Nous préférons ne pas communiquer sur ces données pour l’instant. Mais nous pensons que le champ de Vénus pourrait être développé avec un FPSO [une unité flottante de production, de stockage et de déchargement]. Après l’interprétation des données sismiques et l’évaluation des opérations de forage, nous examinerons le plan de développement pour pouvoir approuver le projet d’ici à la fin 2025.
Initialement annoncée pour 2025, la mise en service d’EACOP/Tilenga est reportée à 2026. Où en êtes-vous avec ce projet controversé ?

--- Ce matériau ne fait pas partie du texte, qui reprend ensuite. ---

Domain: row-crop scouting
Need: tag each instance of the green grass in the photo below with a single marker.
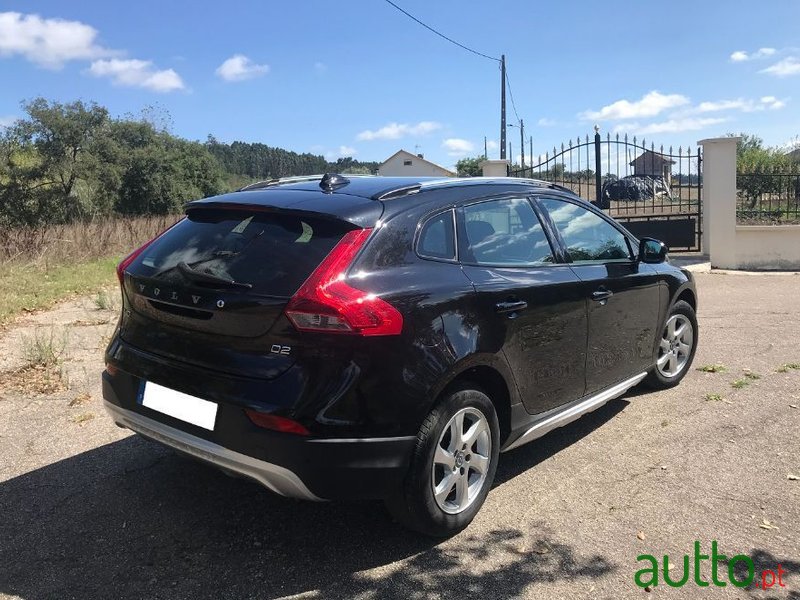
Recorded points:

Dans quel continent ce projet est-il controversé ? En Afrique ou en Europe ? Nous avons rencontré ce que nous appelons les personnes affectées par le projet, et la perception générale est positive. Les informations relayées par la presse au sujet de 100 000 personnes déplacées sont erronées. Il existe environ 19 000 foyers qui sont touchés, 99 % d’entre eux ont signé les accords de compensation. Parmi ces foyers, 775 avaient leur résidence principale sur les terrains nécessaires aux projets Tilenga-EACOP. Ils ont largement choisi une nouvelle maison plutôt qu’une compensation financière. Et la totalité de ces maisons sont désormais livrées.

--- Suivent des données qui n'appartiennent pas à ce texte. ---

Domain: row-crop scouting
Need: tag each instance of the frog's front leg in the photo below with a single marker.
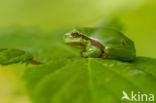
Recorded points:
(91, 51)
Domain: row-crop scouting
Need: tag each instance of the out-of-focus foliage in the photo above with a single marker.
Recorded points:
(137, 16)
(11, 55)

Sur le terrain, le projet se déroule très bien et la première production devrait avoir lieu en 2026. Nous avons actuellement trois plateformes de forage dans le champ de Tilenga. Les conduites entre les puits et l’usine de traitement sont en train d’être posées. L’usine centrale de traitement est en construction. Concernant EACOP, nous avançons sur les travaux d’isolation des sections du pipeline avant qu’il ne soit posé. L’opération se fera dans les prochaines semaines et le projet devrait être opérationnel d’ici à 2026. Sur la phase de construction dans les deux pays, près de 14 000 emplois directs ont été créés.
Où en êtes-vous avec les financements de ce méga-projet, à l’heure où les banques européennes ont décidé de lever le pied sur les investissements dans les énergies fossiles en Afrique ?

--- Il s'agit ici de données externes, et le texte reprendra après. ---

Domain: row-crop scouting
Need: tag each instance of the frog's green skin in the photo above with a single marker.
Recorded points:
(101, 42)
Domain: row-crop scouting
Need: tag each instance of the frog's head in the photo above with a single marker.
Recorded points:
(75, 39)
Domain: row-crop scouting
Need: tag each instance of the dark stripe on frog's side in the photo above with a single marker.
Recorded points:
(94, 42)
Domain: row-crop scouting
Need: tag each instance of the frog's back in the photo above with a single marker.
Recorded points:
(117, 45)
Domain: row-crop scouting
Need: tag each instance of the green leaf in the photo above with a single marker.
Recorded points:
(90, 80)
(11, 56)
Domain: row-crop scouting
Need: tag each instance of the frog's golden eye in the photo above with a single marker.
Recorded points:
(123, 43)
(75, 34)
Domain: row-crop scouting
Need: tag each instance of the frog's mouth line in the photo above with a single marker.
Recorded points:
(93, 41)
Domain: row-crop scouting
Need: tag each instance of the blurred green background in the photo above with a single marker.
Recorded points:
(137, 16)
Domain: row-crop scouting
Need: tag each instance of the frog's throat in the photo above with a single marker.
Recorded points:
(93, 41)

TotalEnergies finance la plupart de ces projets par des fonds propres. Nous générons des flux de trésorerie à partir de nos projets en Angola, au Nigeria, au Congo, ou encore au Gabon, que nous réinvestissons dans d’autres projets sur le continent. Le groupe investit entre 16 à 18 milliards de dollars par an de Capex, dont un tiers est consacré à de nouveaux projets pétroliers et gaziers, comme Mozambique GNL ou EACOP/Tilenga, un deuxième tiers au maintien de la production de certains de nos projets existants, que ce soit en amont ou en aval, et le dernier tiers, d’un montant de 5 milliards de dollars, est dédié aux énergies renouvelables.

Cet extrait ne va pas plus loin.